Farke’s use of full-backs this season has been slightly different to how I envisioned two years ago but, to be fair, the emergence of Max Aarons and Jamal Lewis, with their pace, technical ability and stamina, is not something that any of us saw coming, and credit Farke for the way he has seamlessly integrated them into the master plan.
They offer the attacking width in a way that wouldn’t have been possible two years ago, until the passing style had been perfected, and the central defenders confident they could cope with their young full-backs marauding forward at will. Ivo Pinto and James Husband were not capable of this and Franke and Martin could not have coped if they’d tried. It takes the confidence borne out of winning games to be this brave.
One thing I did expect, which was absent last season, was the press. I fully believed we would press opponents high, hunt in packs, and try to create turnovers in the opposition’s half. The reason I don’t believe we did that last season was that we didn’t have the players to do it.
James Maddison, for all his talents, is not great at closing down. Ditto Josh Murphy, Alex Pritchard and Nelson Oliviera. And as hard as it was to see some of them leave, Farke’s replacements have been spectacularly successful at fitting the stylistic model that has brought about results that the Maddisons and Murphys couldn’t.
Farke had to play with the cards he was dealt with when he arrived – and tried to start implementing his ideas while using the talents available to him – but last season was as much to do with gradually clearing out talented players that didn’t fit the plan, while still giving them the chance to highlight their talents and maximise outgoing transfer fees.
The rejuvenated Marco Stiepermann (see Will’s piece from earlier in the week), the tenacious Onel Hernandez, and the imperious Emi Buendia are the players that fit the plan. So many chances this season have come from their continual harassment of the opposition in the very areas they don’t want to give the ball away. Todd Cantwell equally fits this bill when he comes on and is happy to scrap for the ball.

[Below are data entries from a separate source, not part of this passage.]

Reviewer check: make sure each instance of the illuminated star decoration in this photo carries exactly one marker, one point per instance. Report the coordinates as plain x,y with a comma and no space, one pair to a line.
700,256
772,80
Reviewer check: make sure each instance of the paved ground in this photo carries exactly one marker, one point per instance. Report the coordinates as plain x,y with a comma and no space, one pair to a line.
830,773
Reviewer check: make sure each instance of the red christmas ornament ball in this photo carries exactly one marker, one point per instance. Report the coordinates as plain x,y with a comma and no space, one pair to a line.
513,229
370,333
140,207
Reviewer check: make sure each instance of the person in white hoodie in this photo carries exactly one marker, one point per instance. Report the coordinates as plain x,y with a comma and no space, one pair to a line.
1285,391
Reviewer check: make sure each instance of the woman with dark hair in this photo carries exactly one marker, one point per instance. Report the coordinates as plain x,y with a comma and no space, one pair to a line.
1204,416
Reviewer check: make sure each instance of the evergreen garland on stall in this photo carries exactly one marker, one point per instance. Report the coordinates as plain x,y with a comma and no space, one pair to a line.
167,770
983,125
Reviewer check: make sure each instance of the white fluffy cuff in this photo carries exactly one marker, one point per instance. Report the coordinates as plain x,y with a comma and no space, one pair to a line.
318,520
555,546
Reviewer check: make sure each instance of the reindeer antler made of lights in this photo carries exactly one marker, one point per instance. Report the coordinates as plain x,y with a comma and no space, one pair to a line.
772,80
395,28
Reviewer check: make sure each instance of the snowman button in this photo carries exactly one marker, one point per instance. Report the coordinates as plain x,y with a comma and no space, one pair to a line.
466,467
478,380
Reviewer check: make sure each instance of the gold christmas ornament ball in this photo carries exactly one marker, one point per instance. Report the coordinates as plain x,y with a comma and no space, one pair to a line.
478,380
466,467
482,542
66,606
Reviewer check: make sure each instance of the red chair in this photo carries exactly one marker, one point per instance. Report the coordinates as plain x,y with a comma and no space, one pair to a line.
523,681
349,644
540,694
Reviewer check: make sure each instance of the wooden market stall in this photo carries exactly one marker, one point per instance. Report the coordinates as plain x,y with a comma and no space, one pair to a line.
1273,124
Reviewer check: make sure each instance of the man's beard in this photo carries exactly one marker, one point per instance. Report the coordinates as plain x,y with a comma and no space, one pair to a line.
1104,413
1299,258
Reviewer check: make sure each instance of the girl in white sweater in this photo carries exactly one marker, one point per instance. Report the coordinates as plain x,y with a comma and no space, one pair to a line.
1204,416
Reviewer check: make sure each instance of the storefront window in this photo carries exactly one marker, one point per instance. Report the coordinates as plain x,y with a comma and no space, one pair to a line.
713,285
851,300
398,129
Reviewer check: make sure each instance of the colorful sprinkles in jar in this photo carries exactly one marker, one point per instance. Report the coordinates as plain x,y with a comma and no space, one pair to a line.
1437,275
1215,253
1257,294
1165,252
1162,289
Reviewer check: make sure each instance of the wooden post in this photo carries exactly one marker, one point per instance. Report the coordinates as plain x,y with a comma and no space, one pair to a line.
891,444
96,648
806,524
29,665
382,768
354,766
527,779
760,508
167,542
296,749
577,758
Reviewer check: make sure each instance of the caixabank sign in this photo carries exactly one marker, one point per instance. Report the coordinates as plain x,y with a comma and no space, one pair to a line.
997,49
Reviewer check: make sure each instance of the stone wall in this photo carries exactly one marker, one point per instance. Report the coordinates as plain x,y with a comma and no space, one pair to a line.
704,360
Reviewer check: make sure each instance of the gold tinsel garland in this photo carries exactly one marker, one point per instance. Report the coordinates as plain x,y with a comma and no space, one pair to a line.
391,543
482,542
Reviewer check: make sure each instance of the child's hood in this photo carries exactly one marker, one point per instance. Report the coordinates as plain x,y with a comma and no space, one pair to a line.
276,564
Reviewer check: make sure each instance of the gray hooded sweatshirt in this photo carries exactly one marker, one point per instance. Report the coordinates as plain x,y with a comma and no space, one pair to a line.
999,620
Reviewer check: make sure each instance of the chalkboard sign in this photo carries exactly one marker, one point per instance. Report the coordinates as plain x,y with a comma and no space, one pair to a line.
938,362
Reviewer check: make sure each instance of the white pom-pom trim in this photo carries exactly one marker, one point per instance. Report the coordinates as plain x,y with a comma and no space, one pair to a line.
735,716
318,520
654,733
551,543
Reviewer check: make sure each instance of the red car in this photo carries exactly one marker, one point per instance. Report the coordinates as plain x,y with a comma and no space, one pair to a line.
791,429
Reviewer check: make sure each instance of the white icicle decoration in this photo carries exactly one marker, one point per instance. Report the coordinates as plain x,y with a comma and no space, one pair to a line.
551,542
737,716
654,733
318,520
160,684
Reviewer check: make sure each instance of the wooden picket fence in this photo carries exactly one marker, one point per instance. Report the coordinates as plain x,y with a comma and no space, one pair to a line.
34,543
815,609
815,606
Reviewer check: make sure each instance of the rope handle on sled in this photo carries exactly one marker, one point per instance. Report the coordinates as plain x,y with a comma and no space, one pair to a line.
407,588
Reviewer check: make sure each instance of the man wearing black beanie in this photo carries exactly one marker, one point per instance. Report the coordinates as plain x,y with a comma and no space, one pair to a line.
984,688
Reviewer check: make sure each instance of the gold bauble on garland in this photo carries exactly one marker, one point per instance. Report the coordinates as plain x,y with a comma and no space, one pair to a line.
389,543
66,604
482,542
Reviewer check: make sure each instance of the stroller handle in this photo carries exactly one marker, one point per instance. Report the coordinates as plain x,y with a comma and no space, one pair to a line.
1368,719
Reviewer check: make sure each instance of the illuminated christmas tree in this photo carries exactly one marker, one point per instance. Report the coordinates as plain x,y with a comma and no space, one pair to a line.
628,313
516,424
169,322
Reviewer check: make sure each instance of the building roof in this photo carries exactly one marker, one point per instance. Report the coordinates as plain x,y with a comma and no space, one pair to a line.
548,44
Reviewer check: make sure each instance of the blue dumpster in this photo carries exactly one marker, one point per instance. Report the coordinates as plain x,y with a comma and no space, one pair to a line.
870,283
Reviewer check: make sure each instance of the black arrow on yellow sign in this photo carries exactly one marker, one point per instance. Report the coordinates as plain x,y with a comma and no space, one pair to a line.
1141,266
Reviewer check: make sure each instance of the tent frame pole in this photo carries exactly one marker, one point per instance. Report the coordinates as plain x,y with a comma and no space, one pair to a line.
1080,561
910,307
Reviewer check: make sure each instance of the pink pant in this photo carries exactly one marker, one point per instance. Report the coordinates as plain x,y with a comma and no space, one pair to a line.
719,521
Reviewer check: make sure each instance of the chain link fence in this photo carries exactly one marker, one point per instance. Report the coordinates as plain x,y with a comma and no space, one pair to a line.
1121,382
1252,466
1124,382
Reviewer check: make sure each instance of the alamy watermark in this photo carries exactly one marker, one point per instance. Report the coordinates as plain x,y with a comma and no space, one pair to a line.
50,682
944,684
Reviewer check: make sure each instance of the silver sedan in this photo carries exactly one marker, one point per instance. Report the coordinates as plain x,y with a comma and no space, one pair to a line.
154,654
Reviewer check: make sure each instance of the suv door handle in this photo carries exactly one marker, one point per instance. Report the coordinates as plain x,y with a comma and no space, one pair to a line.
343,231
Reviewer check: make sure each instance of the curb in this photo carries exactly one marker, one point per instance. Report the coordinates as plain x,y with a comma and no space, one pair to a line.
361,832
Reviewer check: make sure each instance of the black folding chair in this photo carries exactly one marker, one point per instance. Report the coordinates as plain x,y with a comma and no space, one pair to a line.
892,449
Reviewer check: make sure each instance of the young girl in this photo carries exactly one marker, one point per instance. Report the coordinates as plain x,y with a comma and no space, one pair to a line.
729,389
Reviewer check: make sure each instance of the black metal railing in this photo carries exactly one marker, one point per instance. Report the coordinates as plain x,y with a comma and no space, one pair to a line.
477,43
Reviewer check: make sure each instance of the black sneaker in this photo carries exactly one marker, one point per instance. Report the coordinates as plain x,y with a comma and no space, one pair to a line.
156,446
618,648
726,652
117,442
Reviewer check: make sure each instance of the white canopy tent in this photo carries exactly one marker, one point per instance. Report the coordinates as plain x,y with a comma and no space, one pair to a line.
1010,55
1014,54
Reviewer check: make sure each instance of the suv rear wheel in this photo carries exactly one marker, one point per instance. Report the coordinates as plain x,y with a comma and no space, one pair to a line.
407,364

Again, a youngster finds it easier to adapt his game to the manager’s plan than a more seasoned player.
And with the striker, while Nelson Oliveira and Cameron Jerome couldn’t meet the brief for a false nine with great movement and link-up play that I foresaw Farke wanting to use, a year’s wait and an inspired free transfer for a little-known Celtic reject finally delivered the man.
While I can pretend I saw it all coming from a bit of guesswork I did two years ago, the way that Stuart Webber and Farke have moulded this squad into what it has become and applied tactics which have delighted the senses is inspiring. And the best part is that neither man sees the current state of affairs as being anywhere close to the top of the mountain.
The plans extend much further. Even at my most Nostradamus, I can’t see the vision that these guys can. I’m just delighted that I’ll be along for the ride to see it.